Franzobel: Über den Heiligen Wolfgang habe ich wenig gewusst, obwohl mich Kirchengeschichte immer interessiert hat. Sebastian, Laurentius mit dem Rost oder der gehäutete Bartholomäus … Von Wolfgang hätte ich gar nicht sagen können, wofür der steht. Ich hab mir also die verfügbare Literatur besorgt und hatte zunächst nicht das Gefühl, dass das ein Stoff ist, der unbedingt nach der Bühne schreit. Vielleicht gelingt es aber, und die Leute denken nachher: Erstaunlich, dass den noch nie wer dramatisiert hat. Aber Wolfgang ist kein Märtyrer und hat keinen spektakulären Tod erfahren.

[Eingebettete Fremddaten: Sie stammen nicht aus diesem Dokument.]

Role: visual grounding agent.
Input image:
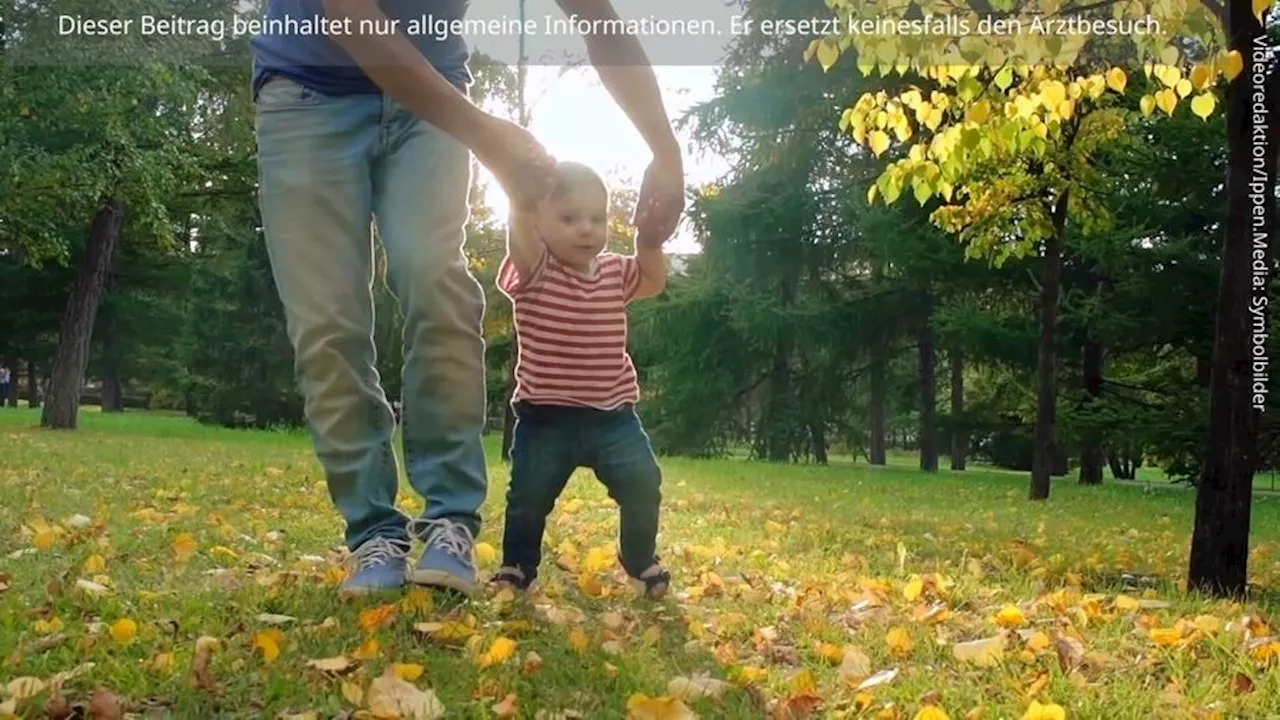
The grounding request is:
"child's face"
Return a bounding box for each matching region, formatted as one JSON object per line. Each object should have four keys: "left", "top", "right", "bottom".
{"left": 537, "top": 185, "right": 608, "bottom": 270}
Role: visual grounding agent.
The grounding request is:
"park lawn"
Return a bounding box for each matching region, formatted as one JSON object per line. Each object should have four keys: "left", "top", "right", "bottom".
{"left": 2, "top": 410, "right": 1280, "bottom": 719}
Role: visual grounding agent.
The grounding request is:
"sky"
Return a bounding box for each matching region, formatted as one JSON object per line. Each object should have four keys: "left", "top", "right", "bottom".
{"left": 465, "top": 1, "right": 746, "bottom": 254}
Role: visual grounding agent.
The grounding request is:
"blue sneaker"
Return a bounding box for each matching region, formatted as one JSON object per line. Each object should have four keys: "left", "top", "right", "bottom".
{"left": 407, "top": 518, "right": 479, "bottom": 596}
{"left": 338, "top": 536, "right": 411, "bottom": 600}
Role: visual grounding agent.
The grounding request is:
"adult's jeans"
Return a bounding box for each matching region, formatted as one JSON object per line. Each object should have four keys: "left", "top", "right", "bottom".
{"left": 254, "top": 74, "right": 488, "bottom": 549}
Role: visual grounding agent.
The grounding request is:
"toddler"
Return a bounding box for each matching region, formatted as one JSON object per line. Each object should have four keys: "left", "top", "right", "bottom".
{"left": 491, "top": 161, "right": 671, "bottom": 599}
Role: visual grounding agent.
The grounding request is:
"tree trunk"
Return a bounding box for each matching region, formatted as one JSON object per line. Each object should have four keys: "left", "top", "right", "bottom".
{"left": 1079, "top": 338, "right": 1104, "bottom": 484}
{"left": 1030, "top": 191, "right": 1068, "bottom": 500}
{"left": 809, "top": 422, "right": 828, "bottom": 465}
{"left": 41, "top": 199, "right": 123, "bottom": 429}
{"left": 25, "top": 361, "right": 40, "bottom": 409}
{"left": 100, "top": 302, "right": 124, "bottom": 413}
{"left": 950, "top": 347, "right": 967, "bottom": 470}
{"left": 1188, "top": 2, "right": 1275, "bottom": 598}
{"left": 869, "top": 328, "right": 887, "bottom": 464}
{"left": 918, "top": 292, "right": 938, "bottom": 472}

APA: Wobei die Auseinandersetzung mit dem Teufel ist schon spektakulär: Wer begegnet schon dem Teufel persönlich, wenn er nicht gerade Jedermann heißt?
Franzobel: Genau. Und vor allem: Wer schließt schon einen Pakt mit dem Teufel außer Faust?
APA: Wo war für Sie die Initialzündung, bei der Sie gewusst haben: So könnte dieser verrückt klingende Auftrag doch funktionieren?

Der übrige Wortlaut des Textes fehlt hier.